Pour les organisateurs, «l’initiative régionale sur la rareté de l’eau vient soutenir les pays membres de l’Organisation des Nations unies pour l’alimentation et l’agriculture (FAO) en vue d’identifier les domaines d’action prioritaires dans la gestion de l’eau dans le domaine agricole qui peuvent contribuer sensiblement à accroître la productivité agricole, améliorer la sécurité alimentaire et utiliser durablement les ressources en eau.»

Pour Jean-Marc Faurès de la division des terres et des eaux de la FAO, «cette initiative s’inscrit dans le cadre d’une série de rencontres qui se dérouleront dans les six pays pilotes. La région Mena soufre d’un déficit alimentaire et la gestion de l’eau devient centrale. Quelque 80% des prélèvements d’eau vont à l’agriculture.»
Abderrahim Houmy, secrétaire général du HCEFLCD, ne dit pas le contraire. «Les ressources en eau se font rares et la demande ne cesse d’augmenter dans la région méditerranéenne. La rive Sud ne dispose que de 6% des ressources en eau de la région. À l’avenir, nous devons assurer une production agricole durable dans un contexte de pénurie d’eau.»

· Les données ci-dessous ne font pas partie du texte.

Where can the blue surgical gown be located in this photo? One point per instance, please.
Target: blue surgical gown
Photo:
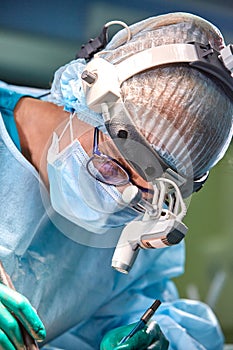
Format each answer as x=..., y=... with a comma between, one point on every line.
x=79, y=297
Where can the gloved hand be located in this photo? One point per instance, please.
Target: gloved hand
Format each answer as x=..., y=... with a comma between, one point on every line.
x=13, y=303
x=150, y=335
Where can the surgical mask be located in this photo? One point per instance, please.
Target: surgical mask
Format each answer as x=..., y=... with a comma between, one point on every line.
x=77, y=196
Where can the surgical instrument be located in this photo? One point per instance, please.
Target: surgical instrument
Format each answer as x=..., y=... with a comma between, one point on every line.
x=143, y=320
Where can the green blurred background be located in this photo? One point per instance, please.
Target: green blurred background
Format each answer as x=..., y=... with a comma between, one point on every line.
x=36, y=37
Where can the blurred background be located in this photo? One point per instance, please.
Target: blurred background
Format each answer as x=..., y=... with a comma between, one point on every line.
x=37, y=37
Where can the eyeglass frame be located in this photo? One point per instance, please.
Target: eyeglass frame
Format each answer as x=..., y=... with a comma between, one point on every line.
x=97, y=152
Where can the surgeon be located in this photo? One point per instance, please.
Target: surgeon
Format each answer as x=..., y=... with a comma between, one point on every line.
x=64, y=181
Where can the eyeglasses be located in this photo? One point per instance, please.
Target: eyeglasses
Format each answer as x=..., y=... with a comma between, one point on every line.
x=107, y=169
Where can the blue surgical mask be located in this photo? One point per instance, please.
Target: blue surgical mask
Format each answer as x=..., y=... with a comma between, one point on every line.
x=77, y=196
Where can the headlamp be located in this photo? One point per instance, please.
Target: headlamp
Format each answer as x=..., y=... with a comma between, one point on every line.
x=161, y=225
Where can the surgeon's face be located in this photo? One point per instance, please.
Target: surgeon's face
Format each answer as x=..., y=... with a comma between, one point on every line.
x=85, y=134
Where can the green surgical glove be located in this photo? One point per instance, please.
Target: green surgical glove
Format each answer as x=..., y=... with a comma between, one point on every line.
x=13, y=303
x=150, y=335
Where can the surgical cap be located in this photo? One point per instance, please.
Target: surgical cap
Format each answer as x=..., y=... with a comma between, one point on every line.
x=182, y=112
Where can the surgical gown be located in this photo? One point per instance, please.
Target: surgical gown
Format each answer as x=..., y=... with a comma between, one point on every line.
x=77, y=294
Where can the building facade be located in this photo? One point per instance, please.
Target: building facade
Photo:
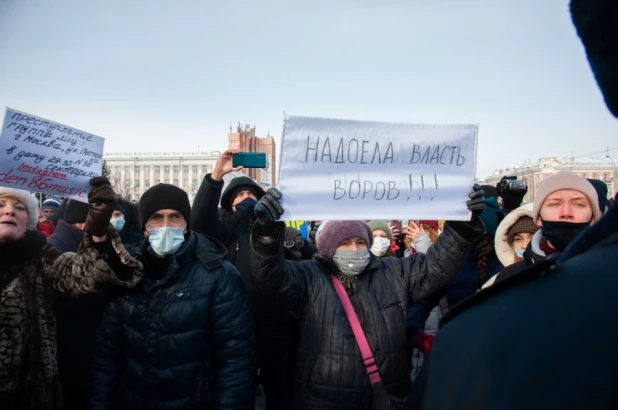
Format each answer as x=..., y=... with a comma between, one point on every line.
x=533, y=174
x=133, y=173
x=244, y=139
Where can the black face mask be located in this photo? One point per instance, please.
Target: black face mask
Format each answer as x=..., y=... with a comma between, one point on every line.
x=561, y=234
x=247, y=205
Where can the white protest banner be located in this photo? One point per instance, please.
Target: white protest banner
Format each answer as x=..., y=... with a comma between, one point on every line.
x=44, y=156
x=357, y=170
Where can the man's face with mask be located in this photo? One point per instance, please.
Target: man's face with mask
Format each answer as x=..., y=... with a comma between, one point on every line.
x=563, y=216
x=566, y=205
x=242, y=196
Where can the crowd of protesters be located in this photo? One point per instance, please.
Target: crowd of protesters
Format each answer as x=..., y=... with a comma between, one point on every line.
x=166, y=304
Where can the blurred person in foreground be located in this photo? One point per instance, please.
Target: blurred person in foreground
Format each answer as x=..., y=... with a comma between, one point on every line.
x=33, y=274
x=525, y=346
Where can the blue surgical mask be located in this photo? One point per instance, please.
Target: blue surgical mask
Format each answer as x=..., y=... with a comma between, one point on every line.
x=247, y=205
x=167, y=240
x=118, y=223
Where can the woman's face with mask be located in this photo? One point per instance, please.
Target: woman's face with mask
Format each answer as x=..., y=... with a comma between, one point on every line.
x=352, y=243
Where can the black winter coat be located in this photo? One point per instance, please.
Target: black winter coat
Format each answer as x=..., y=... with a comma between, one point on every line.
x=183, y=340
x=329, y=370
x=525, y=342
x=77, y=319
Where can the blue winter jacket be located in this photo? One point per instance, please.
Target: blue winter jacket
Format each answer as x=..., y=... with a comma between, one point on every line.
x=184, y=340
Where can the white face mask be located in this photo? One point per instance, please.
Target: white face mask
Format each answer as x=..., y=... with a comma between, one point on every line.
x=380, y=246
x=519, y=252
x=351, y=262
x=166, y=240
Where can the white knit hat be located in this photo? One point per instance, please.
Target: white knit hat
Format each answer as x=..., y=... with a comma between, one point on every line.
x=566, y=180
x=28, y=200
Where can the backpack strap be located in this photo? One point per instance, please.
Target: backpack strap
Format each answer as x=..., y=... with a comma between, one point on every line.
x=370, y=362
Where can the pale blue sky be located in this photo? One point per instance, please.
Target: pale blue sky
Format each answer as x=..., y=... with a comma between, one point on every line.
x=163, y=75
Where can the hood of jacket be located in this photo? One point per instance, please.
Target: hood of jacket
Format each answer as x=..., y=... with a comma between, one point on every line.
x=233, y=188
x=505, y=252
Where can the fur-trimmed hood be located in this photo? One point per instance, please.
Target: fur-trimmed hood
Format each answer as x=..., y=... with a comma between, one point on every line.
x=505, y=252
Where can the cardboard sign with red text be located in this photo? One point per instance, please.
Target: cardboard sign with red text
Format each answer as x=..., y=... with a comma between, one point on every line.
x=44, y=156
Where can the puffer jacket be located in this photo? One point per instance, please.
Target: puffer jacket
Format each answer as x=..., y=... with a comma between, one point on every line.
x=32, y=274
x=183, y=340
x=233, y=229
x=329, y=369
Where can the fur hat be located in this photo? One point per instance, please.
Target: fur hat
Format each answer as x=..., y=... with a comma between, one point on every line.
x=566, y=180
x=383, y=226
x=525, y=224
x=75, y=212
x=28, y=200
x=332, y=233
x=163, y=196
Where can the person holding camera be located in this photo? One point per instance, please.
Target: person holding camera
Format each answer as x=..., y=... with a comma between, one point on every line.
x=232, y=226
x=565, y=205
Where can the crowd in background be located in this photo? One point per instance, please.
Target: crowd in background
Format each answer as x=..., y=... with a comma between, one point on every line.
x=166, y=304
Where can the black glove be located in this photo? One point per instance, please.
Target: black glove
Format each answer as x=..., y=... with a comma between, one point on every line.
x=476, y=203
x=510, y=200
x=102, y=200
x=268, y=209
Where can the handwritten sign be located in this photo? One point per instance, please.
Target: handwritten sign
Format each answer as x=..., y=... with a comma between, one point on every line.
x=357, y=170
x=44, y=156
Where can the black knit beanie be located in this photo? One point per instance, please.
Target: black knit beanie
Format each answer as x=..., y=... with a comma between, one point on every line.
x=75, y=212
x=163, y=196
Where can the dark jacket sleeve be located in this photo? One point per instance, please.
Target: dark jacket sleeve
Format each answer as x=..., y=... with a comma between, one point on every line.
x=233, y=335
x=273, y=275
x=107, y=364
x=429, y=272
x=205, y=215
x=420, y=311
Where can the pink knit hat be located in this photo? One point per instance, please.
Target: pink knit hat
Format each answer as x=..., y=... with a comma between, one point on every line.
x=332, y=233
x=566, y=180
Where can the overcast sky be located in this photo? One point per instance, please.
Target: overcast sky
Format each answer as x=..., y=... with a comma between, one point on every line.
x=163, y=75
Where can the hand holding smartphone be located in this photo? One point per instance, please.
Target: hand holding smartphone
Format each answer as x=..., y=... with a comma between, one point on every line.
x=249, y=160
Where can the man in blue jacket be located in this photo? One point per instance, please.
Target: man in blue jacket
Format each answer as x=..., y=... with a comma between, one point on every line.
x=183, y=338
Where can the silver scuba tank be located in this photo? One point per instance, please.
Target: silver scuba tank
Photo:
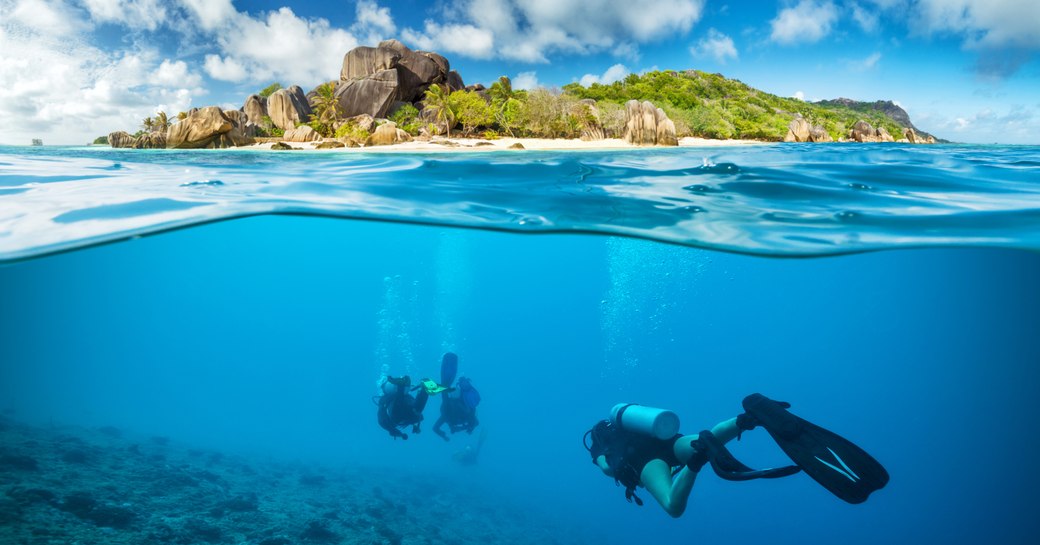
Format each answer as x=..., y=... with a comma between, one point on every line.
x=660, y=423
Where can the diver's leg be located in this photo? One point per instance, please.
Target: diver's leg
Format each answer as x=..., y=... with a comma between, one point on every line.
x=724, y=432
x=672, y=495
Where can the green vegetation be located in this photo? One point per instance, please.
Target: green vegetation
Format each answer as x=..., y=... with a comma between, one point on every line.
x=327, y=110
x=438, y=103
x=470, y=109
x=269, y=89
x=351, y=131
x=712, y=106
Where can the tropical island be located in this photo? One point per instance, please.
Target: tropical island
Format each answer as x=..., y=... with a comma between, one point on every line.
x=390, y=95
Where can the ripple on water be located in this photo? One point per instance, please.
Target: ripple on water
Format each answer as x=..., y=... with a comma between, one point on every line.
x=768, y=200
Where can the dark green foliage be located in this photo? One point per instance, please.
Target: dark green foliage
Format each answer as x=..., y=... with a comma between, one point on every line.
x=269, y=89
x=712, y=106
x=327, y=110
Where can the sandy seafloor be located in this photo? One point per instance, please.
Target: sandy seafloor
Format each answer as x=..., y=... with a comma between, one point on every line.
x=74, y=485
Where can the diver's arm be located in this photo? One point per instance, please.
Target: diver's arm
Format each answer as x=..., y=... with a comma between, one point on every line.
x=437, y=429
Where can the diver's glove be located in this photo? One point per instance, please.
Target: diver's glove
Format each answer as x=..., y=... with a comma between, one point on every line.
x=700, y=457
x=746, y=422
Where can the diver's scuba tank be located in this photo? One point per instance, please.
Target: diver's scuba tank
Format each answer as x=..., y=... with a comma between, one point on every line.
x=646, y=420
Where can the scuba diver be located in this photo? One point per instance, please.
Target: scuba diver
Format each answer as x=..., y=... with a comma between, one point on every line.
x=640, y=446
x=459, y=404
x=398, y=409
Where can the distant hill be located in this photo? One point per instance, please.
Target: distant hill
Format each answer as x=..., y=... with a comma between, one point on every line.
x=712, y=106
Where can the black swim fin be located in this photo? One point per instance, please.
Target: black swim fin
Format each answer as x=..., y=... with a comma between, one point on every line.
x=833, y=461
x=712, y=451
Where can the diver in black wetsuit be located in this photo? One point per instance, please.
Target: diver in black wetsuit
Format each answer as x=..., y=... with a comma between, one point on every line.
x=459, y=409
x=640, y=446
x=397, y=408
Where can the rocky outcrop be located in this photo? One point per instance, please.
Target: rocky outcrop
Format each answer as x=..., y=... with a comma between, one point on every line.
x=363, y=61
x=302, y=133
x=121, y=139
x=288, y=107
x=646, y=125
x=455, y=81
x=798, y=130
x=820, y=134
x=153, y=140
x=862, y=131
x=416, y=70
x=386, y=134
x=371, y=95
x=255, y=108
x=592, y=127
x=208, y=128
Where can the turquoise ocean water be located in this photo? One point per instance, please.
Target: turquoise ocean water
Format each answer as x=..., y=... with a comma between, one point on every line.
x=889, y=292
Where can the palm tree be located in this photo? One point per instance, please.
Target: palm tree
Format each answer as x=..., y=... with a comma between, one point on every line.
x=500, y=91
x=327, y=109
x=161, y=123
x=438, y=100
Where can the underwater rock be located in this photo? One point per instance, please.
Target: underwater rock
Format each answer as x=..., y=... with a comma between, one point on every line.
x=75, y=457
x=18, y=462
x=317, y=531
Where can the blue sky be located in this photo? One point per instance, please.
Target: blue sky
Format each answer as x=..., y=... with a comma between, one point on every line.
x=965, y=70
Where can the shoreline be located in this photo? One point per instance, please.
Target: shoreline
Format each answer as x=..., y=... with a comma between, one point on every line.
x=442, y=145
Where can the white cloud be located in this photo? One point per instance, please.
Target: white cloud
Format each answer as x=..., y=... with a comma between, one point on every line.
x=985, y=23
x=717, y=46
x=529, y=30
x=866, y=18
x=372, y=18
x=1017, y=124
x=175, y=74
x=464, y=40
x=807, y=22
x=525, y=80
x=280, y=46
x=43, y=16
x=136, y=15
x=211, y=14
x=59, y=87
x=226, y=69
x=867, y=63
x=615, y=73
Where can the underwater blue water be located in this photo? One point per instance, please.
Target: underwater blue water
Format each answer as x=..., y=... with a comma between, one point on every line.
x=266, y=335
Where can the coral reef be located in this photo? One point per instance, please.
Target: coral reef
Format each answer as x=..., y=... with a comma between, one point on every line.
x=73, y=485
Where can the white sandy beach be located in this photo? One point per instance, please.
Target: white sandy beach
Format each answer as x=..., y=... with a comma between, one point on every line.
x=476, y=145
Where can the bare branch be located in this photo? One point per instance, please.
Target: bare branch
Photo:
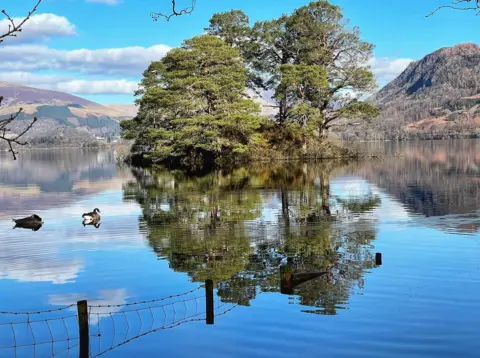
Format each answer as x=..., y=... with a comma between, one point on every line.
x=14, y=28
x=175, y=12
x=5, y=131
x=466, y=5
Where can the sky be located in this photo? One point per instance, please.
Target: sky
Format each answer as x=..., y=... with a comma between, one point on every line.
x=98, y=49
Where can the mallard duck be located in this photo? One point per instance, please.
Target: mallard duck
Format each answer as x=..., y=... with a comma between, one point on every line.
x=93, y=216
x=33, y=222
x=93, y=222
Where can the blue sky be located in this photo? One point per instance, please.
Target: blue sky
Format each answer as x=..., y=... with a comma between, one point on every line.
x=97, y=49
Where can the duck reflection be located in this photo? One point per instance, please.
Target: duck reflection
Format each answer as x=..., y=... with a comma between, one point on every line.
x=33, y=222
x=93, y=218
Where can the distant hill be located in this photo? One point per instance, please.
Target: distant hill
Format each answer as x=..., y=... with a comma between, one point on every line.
x=63, y=118
x=439, y=93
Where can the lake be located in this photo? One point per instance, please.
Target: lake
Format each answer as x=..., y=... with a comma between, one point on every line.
x=373, y=258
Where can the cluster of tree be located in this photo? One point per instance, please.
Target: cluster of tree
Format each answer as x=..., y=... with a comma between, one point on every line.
x=211, y=227
x=192, y=103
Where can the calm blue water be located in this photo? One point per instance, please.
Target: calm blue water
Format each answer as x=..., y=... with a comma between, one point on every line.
x=165, y=234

Trois méthodes d'évaluation

L’objectif de cette initiative de la FAO est de procéder à une évaluation nationale en utilisant trois méthodes d’évaluation novatrices pour analyser les coûts associés à l’approvisionnement alimentaire national, en fonction de la disponibilité et de l’utilisation des ressources en eau. Primo, une comptabilité rapide de l'eau qui passera en revue les ressources en eau du pays, les possibilités pour l’amélioration de l’utilisation efficace de l'eau dans l'agriculture, combinée à une révision de la politique et de l’environnement institutionnel qui soutiennent la gestion des ressources en eau. Secundo, une approche de la courbe des coûts de l'approvisionnement alimentaire qui analyse les options nationales d'approvisionnement alimentaire et examine les options de gestion de l'eau agricole en termes de coûts et d'avantages attendus. Tertio, une analyse de l’écart des connaissances, en se concentrant sur les conclusions fondées sur des preuves, des causes des succès ou des échecs des politiques, stratégies et programmes antérieurs relatifs à la gestion de l'eau pour l'agriculture.
Pendant que les experts se penchent pour apporter des solutions à la pénurie d’eau au Maroc qui se profile à l’horizon 2020 selon le Plan bleu, les fossoyeurs de l’environnement continuent leur besogne.
L’irrigation via le goutte-à-goutte dans des zones côtières a aussi fait des dégâts. La réduction des nappes phréatiques a favorisé l’avancée des eaux marines souterraines entraînant une salinisation des sols. Une situation qui a poussé plusieurs villageois à quitter leurs terres. Ce spectacle qui s’est déroulé dans la région d’El-Jadida devrait se renouveler dans la région de «Mnasra» près de Moulay Bouselham et dans les plaines du Haouz et de Saïz. «Depuis 30 ans, l’agriculture marocaine s’est orientée vers l’exploitation des eaux souterraines tandis que l’alimentation des nappes phréatiques n’a pas suivi. Si les exploitants agricoles continuent dans ce rythme, la nappe phréatique de la région d’El Haouz va être épuisée dans les dix ans à venir. Il ne faut pas insister sur la productivité, mais il faut voir ce que ce mode de production engendre comme dégâts environnementaux», a indiqué Christine Werner, experte de la coopération technique allemande (GIZ) au programme d’appui à la gestion intégrée des ressources en eau (AGIRE) au Maroc.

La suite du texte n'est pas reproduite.